American actor (1899–1968)

Hanley Stafford (born Alfred John Austin, September 22, 1899 – September 9, 1968) was an actor principally on radio.

He is remembered best for playing Lancelot Higgins on The Baby Snooks Show. Stafford also assumed the role of Mr. Dithers, the boss of Dagwood Bumstead on the Blondie radio program. He is commemorated by a star on the Hollywood Walk of Fame.

== Early life ==
Stafford emigrated from England to Winnipeg, Manitoba, Canada in 1911. In World War I he enlisted in the 43rd Battalion (Cameron Highlanders of Canada), CEF in 1915, was wounded in the Third Battle of Yprès in 1917 and returned to England in 1918. Until 1924 he toured Canada in drama productions and landed in Los Angeles that year. He played in stock for eight years and then in tent shows. He was appearing on KFWB radio in Los Angeles by April 1932 then went to Phoenix to manage a stock company, the Delmas-Lawless Players, before returning to Los Angeles to resume stage and radio work the following August.

== Career ==
After starring in the New York-originating radio detective series Thatcher Colt from September 1936 to March 1937, Stafford again returned to Los Angeles. He began the father role on The Baby Snooks Show on December 23, 1937 and played it until the final broadcast on May 22, 1951, two days before it was ended by the death of star Fanny Brice.

Between 1950 and 1963, Stafford appeared on various television series, beginning with The Popsicle Parade of Stars and Hollywood Premiere Theatre (1950–51), and concluding with his role as Kenneth Westcott in the episode "Lucy Is a Chaperone" of CBS's The Lucy Show. In between, he was cast on episodes of the ABC/Warner Brothers series Cheyenne, Maverick, Sugarfoot, and 77 Sunset Strip, in the latter as Admiral Thomas Kyle in the 1962 episode "Dress Rehearsal". Stafford guest starred on the CBS sitcoms The Brothers, The Betty Hutton Show, and Angel, in which he portrayed Mr. Corwin in the 1961 episode "The Second Marriage". He was cast in 1957 as Colonel Farnsworth in "The Regina Wainwright Story" of CBS's The Millionaire.

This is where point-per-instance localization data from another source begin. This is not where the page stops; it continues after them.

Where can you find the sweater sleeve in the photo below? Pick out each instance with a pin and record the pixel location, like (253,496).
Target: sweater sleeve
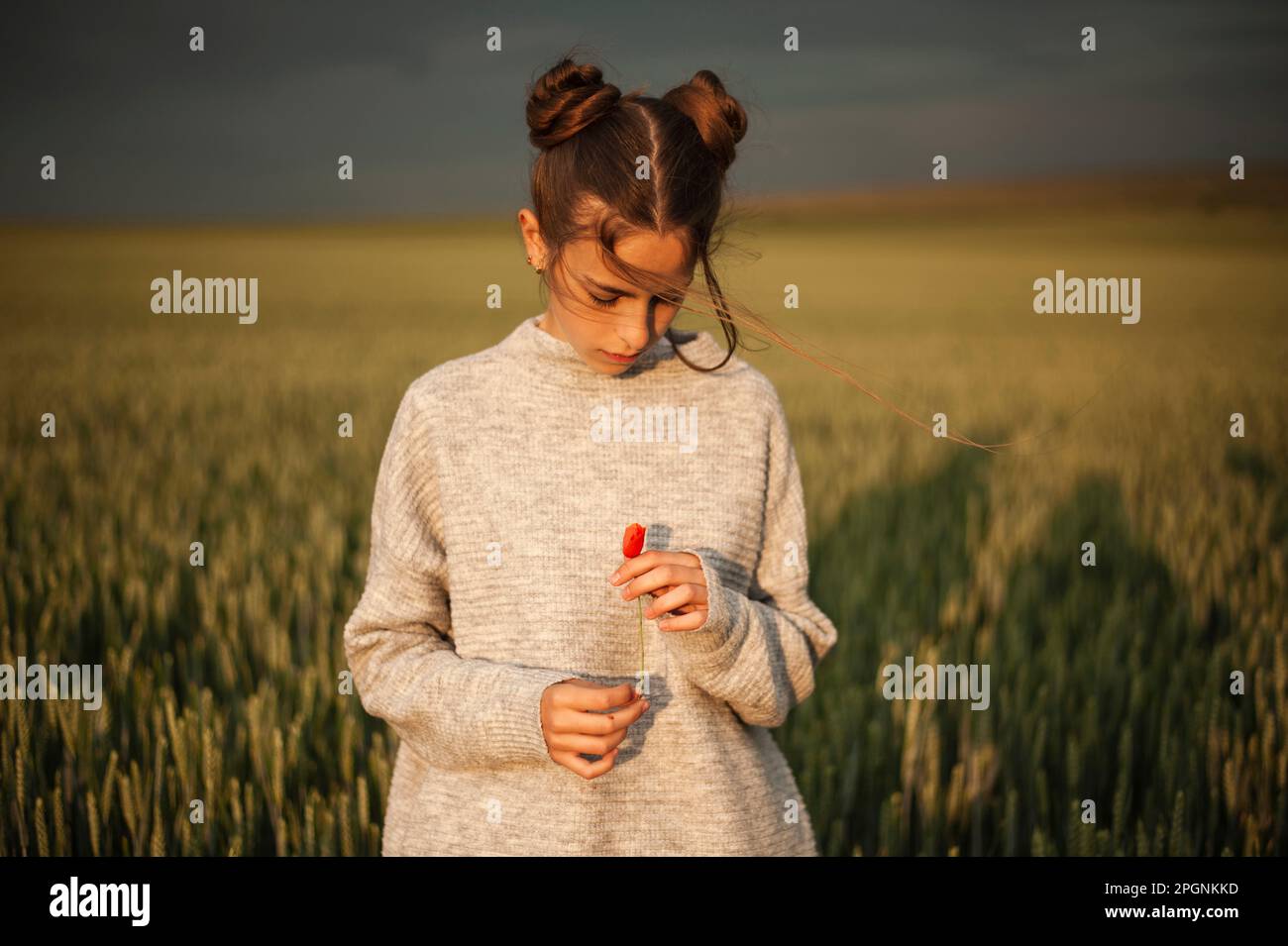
(758,652)
(455,712)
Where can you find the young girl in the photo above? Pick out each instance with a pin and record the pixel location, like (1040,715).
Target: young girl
(497,632)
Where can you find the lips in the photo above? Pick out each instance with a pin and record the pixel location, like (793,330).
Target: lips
(618,357)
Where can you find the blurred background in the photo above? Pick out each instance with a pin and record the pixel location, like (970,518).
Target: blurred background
(1108,683)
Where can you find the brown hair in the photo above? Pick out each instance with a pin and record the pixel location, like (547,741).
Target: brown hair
(591,138)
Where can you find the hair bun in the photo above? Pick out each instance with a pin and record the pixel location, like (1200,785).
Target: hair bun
(567,99)
(720,120)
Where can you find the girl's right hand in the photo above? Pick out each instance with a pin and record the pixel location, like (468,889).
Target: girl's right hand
(572,726)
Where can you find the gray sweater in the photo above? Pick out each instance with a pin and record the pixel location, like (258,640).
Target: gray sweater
(506,482)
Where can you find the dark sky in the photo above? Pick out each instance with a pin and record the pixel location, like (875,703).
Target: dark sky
(145,129)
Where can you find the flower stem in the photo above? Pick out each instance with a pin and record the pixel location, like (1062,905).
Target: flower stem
(640,602)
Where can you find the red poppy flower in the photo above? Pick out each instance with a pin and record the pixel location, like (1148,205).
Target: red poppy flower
(632,542)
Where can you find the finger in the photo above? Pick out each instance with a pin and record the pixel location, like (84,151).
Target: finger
(661,577)
(600,696)
(585,768)
(585,693)
(596,723)
(678,596)
(686,622)
(630,568)
(581,742)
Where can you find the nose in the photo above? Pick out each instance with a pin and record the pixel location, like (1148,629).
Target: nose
(635,330)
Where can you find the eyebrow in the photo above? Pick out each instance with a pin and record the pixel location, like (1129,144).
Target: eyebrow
(601,287)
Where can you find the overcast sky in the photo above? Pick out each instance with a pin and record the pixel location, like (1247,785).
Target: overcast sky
(252,128)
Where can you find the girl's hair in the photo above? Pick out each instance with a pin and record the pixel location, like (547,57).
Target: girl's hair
(588,179)
(595,143)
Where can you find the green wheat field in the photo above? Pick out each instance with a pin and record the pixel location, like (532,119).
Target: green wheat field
(1111,683)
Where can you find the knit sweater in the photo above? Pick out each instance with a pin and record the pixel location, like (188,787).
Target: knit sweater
(505,485)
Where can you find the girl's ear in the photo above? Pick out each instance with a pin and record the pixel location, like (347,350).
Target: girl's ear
(531,229)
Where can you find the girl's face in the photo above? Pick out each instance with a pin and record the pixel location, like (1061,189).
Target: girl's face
(606,321)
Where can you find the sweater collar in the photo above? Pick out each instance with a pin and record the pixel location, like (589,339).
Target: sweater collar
(532,341)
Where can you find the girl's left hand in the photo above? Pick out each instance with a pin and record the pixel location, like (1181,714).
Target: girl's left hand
(677,581)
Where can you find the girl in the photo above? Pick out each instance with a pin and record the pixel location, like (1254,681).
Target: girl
(497,632)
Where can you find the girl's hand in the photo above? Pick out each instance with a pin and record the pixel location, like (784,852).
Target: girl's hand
(677,583)
(572,726)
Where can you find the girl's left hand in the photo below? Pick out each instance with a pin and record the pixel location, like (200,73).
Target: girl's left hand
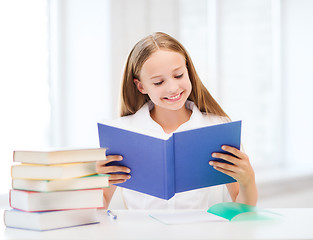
(241,170)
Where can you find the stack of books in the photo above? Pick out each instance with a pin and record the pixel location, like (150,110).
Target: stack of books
(55,189)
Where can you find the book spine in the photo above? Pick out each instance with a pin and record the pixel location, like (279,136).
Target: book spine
(169,167)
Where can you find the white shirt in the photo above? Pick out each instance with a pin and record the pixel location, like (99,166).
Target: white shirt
(195,199)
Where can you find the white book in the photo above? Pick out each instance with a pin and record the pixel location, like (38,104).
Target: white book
(42,221)
(88,182)
(46,201)
(56,171)
(60,156)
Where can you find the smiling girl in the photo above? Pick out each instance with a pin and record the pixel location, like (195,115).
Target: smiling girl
(162,92)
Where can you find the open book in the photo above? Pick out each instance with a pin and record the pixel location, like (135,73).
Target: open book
(163,167)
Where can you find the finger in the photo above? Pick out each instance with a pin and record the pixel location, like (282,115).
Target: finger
(227,172)
(234,151)
(226,157)
(225,166)
(110,158)
(119,177)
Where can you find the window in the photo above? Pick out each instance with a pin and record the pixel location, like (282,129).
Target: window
(24,92)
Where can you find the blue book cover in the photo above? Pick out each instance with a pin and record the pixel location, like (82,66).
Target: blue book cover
(163,167)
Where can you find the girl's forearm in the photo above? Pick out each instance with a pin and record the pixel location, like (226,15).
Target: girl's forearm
(247,194)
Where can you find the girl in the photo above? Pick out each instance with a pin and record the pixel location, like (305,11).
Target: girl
(162,92)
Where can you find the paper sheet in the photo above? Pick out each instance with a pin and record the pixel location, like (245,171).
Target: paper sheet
(182,217)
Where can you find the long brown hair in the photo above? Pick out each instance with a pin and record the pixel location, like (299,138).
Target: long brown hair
(132,100)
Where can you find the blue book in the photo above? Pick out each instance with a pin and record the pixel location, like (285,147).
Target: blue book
(163,167)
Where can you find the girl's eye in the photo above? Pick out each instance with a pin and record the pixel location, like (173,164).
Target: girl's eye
(179,76)
(158,83)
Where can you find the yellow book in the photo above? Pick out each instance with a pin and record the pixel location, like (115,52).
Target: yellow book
(89,182)
(55,171)
(60,156)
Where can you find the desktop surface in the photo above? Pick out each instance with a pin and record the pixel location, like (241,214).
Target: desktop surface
(295,223)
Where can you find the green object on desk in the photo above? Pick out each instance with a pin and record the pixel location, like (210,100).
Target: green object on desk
(241,212)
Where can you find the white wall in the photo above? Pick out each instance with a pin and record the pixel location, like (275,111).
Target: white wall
(80,77)
(297,58)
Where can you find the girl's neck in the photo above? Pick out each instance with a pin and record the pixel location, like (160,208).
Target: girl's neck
(170,120)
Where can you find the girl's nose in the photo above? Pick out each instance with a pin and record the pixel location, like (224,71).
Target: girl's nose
(172,86)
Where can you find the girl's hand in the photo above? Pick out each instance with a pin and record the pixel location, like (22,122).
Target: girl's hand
(118,174)
(241,170)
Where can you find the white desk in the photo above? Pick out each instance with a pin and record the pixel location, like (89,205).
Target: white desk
(295,224)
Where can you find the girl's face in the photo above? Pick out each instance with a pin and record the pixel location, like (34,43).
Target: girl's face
(164,77)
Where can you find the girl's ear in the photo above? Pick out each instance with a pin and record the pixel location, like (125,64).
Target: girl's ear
(139,86)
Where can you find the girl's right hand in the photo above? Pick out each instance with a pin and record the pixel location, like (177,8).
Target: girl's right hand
(118,174)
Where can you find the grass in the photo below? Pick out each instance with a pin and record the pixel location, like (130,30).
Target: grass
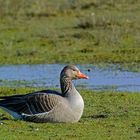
(107,116)
(70,32)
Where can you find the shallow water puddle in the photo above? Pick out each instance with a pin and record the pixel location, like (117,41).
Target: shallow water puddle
(40,75)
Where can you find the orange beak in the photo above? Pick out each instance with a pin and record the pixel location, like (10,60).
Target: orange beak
(82,76)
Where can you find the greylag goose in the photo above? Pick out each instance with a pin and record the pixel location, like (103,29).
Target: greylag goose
(49,105)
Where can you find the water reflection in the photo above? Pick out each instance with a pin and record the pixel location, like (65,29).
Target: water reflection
(108,78)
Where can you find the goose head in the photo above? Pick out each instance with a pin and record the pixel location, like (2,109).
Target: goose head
(72,72)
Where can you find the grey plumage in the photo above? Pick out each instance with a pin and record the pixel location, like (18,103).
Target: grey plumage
(48,105)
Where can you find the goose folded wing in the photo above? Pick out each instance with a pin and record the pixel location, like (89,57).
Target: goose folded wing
(31,103)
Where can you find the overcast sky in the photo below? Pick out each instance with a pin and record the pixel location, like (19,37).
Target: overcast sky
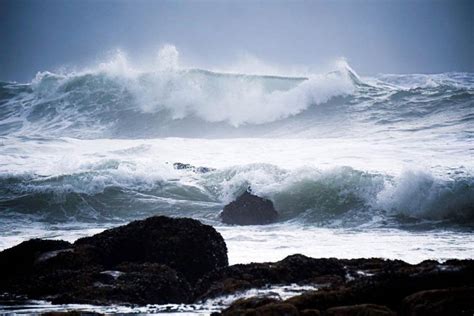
(377,36)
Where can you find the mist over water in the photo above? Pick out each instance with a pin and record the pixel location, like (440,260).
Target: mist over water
(337,153)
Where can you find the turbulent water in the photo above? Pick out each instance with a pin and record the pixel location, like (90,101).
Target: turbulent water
(356,166)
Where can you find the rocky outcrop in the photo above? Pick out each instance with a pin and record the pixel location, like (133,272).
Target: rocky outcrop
(379,287)
(183,244)
(249,209)
(293,269)
(452,301)
(153,261)
(163,260)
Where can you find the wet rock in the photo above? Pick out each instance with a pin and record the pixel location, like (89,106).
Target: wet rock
(186,166)
(248,306)
(147,283)
(152,261)
(389,286)
(249,209)
(17,263)
(360,310)
(292,269)
(185,245)
(453,301)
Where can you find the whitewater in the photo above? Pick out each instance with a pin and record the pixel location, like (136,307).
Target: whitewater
(356,166)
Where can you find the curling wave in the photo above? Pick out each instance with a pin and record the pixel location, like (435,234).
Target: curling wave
(339,196)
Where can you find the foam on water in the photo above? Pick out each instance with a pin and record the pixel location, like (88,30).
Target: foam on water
(355,166)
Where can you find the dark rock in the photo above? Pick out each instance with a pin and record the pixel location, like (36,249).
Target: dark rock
(454,301)
(186,166)
(360,310)
(151,261)
(292,269)
(17,263)
(249,209)
(147,283)
(310,312)
(185,245)
(389,286)
(248,306)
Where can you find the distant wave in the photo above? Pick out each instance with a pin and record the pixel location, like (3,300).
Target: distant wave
(340,196)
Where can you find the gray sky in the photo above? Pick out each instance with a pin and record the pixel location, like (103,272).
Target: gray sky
(376,36)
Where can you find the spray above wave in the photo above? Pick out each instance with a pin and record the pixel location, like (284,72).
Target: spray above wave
(99,101)
(116,99)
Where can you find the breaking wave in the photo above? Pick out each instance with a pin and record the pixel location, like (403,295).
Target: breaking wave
(338,196)
(117,100)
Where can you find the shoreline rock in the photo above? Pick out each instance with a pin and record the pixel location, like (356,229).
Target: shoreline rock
(152,261)
(249,209)
(163,260)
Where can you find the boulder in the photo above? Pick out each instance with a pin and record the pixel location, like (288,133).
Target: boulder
(17,263)
(152,261)
(360,310)
(249,209)
(438,302)
(292,269)
(131,283)
(183,244)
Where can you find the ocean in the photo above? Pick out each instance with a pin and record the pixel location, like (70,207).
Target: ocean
(356,166)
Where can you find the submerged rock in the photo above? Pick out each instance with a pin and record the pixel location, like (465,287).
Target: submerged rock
(249,209)
(186,166)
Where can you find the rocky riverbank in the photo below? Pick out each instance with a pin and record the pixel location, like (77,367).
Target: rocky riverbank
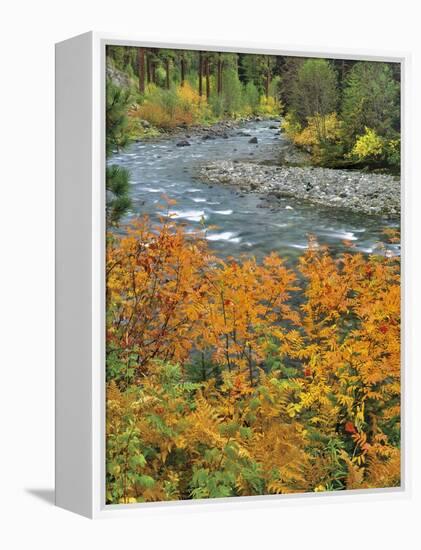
(375,194)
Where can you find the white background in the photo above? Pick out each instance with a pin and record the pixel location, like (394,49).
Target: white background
(28,32)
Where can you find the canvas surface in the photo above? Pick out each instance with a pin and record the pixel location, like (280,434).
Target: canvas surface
(252,273)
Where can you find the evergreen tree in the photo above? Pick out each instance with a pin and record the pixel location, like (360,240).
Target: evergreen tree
(371,100)
(315,92)
(117,178)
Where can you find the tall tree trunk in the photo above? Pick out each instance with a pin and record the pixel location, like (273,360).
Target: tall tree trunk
(200,74)
(141,66)
(219,75)
(207,78)
(167,73)
(267,83)
(148,68)
(183,69)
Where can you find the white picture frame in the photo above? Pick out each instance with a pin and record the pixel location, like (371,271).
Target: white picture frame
(80,277)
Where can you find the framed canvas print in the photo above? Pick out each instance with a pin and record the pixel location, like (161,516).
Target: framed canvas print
(229,295)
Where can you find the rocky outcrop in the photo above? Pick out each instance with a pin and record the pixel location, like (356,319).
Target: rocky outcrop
(369,193)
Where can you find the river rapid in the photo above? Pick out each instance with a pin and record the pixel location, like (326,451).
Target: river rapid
(240,223)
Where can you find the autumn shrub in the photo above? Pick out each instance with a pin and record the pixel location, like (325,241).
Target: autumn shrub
(181,105)
(269,106)
(370,147)
(305,393)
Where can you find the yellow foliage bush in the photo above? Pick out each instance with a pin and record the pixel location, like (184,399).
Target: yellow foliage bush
(269,106)
(369,145)
(170,108)
(307,391)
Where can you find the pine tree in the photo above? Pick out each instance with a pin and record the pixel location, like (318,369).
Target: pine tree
(117,178)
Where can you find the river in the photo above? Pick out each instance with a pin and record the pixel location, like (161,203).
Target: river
(239,223)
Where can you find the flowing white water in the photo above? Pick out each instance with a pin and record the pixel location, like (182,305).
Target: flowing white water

The 1940 U.S. Census records report him as living at 6200 Franklin Avenue in Hollywood, California, with his mother Emily Austin, 60, and his sister Anne Standing, 36, his age was given as 40. He reported his 1939 income to census takers as a minimum $5,000, the equivalent of $ in dollars.

== Personal life ==
Stafford was married to radio actress and singer Veola Vonn on April 12, 1940 after his second wife Bernice failed to get a divorce decree, granted the previous April, set aside. He died of a heart attack at his home in Los Angeles on September 9, 1968. He had one son by his marriage to his first wife, Doris.